Here’s a video of Baryshnikov and Gabriella Komleva performing Don Quixote in Japan when the Kirov toured there in 1971. Thank you to “Ballet Lover” for finding it and posting it in the comments of my Bolshoi / Don Quixote post.

What a treat! (there’s another one of him dancing the same pdd even earlier, in 1969, in that same comment). It’s interesting because the athletics exhibited by today’s dancers are so much more astounding (one thing I’d forgotten to mention about the Bolshoi’s DQ is that in those thrilling one-handed overhead lifts, Vasiliev would not only stand on one leg when doing them, but would go on releve as well, making the audience go nuts with applause) but this older version is still so glorious. In a way that I can’t exactly put my finger on it seems to have even more grandeur. You know what I mean? I’ll post the other video “Ballet Lover” linked to as well, so you can see what I mean. (This one’s with Lyudmila Semenyaka.) I wonder where they’re performing in this one?

Also in regards to Japan, my friend Marie, who comments here frequently and has begun writing a lot about ballet on her own blog – her family owns and operates a Buddhist monastery in Northern Japan. So please keep her in your thoughts right now. She wrote a really beautiful book, Picking Bones From Ash, which recently came out in paperback and Kindle, which takes place largely in Japan. I read it before I knew Marie very well, and I really loved the book; it really made me want to visit Japan.

UPDATE: Marie has an OpEd in today’s New York Times about her memories of Northern Japan, and about her family’s temple (I was wrong to call it a Buddhist monastery – it’s a Buddhist temple).


  1. Jonathan Wallach

    I loved Vasiliev last weekend. But he is not Baryshnikov. Vasiliev was temperamentally suited to the role and he was truly exciting and astounding. But as with so many dancers today it crosses the line out of the realm of classy. Baryshnikov is perfect. His dancing in the 70s and 80s was better than this. But you can see how there isn’t a move out of place and it’s thrilling in its simplicity.

  2. What a treat to see these two videos! Baryshnikov is and always will be my first danseur love. He is amazing.

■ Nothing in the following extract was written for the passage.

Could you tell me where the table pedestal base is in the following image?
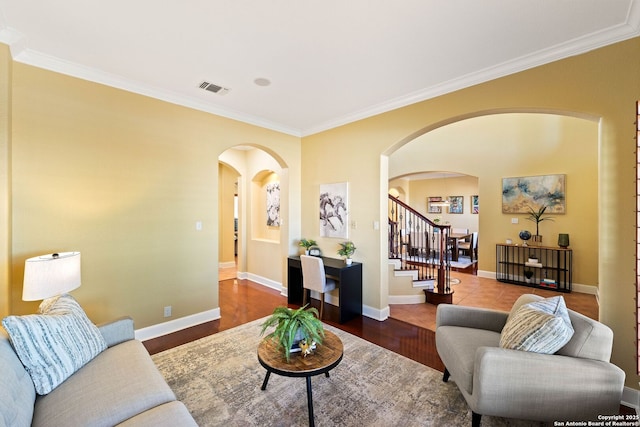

In the Japan video, I feel that Komleva has ugly feet and no grace. In the second video, Semenyaka is graceful, has lovely feet, and gorgeous port de bras. She is a far better dancer than Komleva. Komleva was just cranking out the steps. And I wonder why old-style Soviet pointe shoes were so ugly? This is a pet peeve of mine! They never seem to bend to the arch of the dancer who is wearing them, and in old videos, it’s distracting. I wonder if they were uncomfortable to wear? But I digress…

    • I liked Semenyaka better than Komleva too. Komleva looked unsure of herself and that seemed to lead to a few mistakes. Love Baryshnikov in both though!

      I’ll have to look at the shoes again, but I’ve noticed, now that I’ve seen a lot of current Russian performances up close through the Emerging Pictures Ballet in Cinema series, that their shoes look very different from the ones we use. Theirs often look more like the ones other companies use for practice shoes.

  3. Tonya–This is so sweet. Thank you!

    I just stopped by to catch up on the dance world, since my ABT tickets arrived. I was so happy to see you post a video of Semenyaka. I saw her dance in 88 (I think) when the Bolshoi was on tour and she absolutely blew me away. A very young Nina Ananiashvelli was also dancing with them–but I couldn’t stop watching Semenyaka and Irek Mukhamedov. I feel so lucky I saw them live.